Sur la demande de dommages et intérêts :
La CARMI-SO n'a pas adhéré à l'accord cadre du 28 février 1995 et n'a pas affilié les membres du personnel ayant au moins 1 an d'ancienneté dans l'entreprise, ce qui est le cas de Madame [V] [X] pour avoir été embauchée depuis le 22 avril 1968 au 1er juin 1991.
La CARMI-SO a volontairement dissimulé à ses salariés les informations qu'elle était tenue de leur délivrer concernant leur droit à bénéficier de la retraite complémentaire, il convient dès lors de confirmer le jugement sur le principe de la condamnation à des dommages et intérêts mais de le réformer sur le quantum et de la condamner à payer la somme de 3.000 € à titre de dommages et intérêts pour résistance abusive.

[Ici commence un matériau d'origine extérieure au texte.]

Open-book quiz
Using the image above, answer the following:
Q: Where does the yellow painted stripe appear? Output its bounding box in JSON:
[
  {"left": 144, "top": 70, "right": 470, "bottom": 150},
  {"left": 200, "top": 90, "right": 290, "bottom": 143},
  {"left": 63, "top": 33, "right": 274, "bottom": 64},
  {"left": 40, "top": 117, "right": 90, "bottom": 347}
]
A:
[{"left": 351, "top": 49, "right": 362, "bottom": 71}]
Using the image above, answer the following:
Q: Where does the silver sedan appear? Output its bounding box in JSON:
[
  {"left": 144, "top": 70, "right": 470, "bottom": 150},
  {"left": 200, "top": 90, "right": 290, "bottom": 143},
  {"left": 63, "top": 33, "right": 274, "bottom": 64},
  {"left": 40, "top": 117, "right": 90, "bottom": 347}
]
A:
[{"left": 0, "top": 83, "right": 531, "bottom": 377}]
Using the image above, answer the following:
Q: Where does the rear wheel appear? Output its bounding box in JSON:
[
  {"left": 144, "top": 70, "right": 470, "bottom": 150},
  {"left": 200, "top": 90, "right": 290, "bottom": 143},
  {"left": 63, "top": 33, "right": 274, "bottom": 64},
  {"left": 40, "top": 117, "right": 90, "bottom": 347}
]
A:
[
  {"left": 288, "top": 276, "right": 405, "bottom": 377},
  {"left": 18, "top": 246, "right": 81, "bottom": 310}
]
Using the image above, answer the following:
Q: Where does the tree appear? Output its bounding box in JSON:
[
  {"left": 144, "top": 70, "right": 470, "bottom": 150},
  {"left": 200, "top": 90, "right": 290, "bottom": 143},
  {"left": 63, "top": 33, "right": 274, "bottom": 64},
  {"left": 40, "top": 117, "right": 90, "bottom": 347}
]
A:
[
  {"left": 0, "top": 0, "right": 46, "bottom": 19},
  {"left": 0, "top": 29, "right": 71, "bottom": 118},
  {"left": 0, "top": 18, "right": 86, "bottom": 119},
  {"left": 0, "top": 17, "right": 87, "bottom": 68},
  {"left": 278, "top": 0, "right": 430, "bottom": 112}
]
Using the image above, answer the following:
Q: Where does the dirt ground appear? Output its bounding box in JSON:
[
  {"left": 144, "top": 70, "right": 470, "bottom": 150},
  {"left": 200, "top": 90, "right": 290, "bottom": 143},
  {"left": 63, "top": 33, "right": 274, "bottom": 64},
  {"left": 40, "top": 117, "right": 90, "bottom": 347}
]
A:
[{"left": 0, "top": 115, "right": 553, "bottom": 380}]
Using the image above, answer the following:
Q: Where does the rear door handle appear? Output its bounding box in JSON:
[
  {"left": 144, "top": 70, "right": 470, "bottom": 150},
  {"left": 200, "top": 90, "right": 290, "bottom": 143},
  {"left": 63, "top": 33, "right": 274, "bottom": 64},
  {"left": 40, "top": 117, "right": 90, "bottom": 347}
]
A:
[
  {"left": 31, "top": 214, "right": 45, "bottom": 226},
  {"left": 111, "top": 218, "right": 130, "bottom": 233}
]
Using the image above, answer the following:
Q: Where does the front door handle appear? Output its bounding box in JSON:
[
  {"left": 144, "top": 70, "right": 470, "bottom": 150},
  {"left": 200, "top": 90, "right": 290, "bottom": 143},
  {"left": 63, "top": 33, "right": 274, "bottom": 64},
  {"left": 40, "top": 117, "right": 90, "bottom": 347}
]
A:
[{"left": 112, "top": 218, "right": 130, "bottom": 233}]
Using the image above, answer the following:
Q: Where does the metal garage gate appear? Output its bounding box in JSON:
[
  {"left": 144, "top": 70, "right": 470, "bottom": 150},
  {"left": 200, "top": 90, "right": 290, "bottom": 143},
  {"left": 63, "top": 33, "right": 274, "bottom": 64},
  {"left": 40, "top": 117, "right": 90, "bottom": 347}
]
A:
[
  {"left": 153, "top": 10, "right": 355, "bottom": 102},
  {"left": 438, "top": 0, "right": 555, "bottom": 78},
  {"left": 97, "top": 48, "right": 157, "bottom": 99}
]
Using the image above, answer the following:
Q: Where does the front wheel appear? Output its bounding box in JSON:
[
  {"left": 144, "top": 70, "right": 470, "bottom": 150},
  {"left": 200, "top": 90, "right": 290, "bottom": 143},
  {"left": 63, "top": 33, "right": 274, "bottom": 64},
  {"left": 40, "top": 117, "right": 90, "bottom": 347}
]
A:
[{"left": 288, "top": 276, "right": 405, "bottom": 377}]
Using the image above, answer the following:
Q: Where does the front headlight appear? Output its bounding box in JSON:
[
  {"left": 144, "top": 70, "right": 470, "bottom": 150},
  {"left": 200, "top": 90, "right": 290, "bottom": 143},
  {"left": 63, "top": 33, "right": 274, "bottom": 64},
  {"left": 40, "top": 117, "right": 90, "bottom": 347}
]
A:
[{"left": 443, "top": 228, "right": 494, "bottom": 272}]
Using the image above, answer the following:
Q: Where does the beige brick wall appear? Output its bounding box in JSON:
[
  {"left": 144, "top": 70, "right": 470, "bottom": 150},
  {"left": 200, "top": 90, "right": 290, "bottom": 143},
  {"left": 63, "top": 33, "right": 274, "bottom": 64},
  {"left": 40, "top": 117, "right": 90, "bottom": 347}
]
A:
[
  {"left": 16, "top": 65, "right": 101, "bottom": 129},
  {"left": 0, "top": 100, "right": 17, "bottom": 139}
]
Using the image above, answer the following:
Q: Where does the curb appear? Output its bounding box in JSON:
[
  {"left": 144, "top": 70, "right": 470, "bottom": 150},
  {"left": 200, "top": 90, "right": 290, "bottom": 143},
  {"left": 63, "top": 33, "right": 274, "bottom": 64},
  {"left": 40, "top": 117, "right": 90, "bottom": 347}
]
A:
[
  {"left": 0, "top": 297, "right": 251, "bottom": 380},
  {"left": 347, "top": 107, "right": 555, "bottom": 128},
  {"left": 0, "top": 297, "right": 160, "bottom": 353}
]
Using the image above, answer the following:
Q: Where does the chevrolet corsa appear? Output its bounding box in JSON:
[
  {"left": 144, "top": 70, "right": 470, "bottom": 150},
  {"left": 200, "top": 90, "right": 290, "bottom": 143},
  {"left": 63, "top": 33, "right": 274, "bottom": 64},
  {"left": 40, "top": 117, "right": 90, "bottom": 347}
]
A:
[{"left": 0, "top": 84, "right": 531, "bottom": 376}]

Sur l'article 700 du code de procédure civile et les dépens :
Il serait inéquitable de laisser à la charge de Madame [V] [X] les frais par elle exposés et non compris dans les dépens, la Cour lui alloue à ce titre la somme de 500 €.
Les dépens seront réservés en fin d'instance.
PAR CES MOTIFS
La Cour,
Statuant publiquement, par arrêt réputé contradictoire, en matière sociale et en dernier ressort,
Déclare l'appel recevable,
Confirme le jugement en toutes ses dispositions sauf sur le quantum des dommages et intérêts et la provision allouée à l'expert,
Condamne la CARMI-SO à payer à Madame [V] [X] la somme de 3.000 € pour résistance abusive,
Dit que dans le délai d'un mois à compter de la présente décision, la CARMI-SO devra consigner au greffe de la Cour d'Appel (à l'ordre du Régisseur) la somme de 3.000'€ destinée à garantir le paiement des frais et de la rémunération définitive de l'expert,
Y ajoutant,
Condamne la CARMI-SO à payer à Madame [V] [X] la somme de 500 € au titre de l'article 700 du code de procédure civile.
Réserve les dépens en fin d'instance.
Arrêt signé par Monsieur CHELLE, Président, et par Madame HAUGUEL, greffière, à laquelle la minute de la décision a été remise par le magistrat signataire.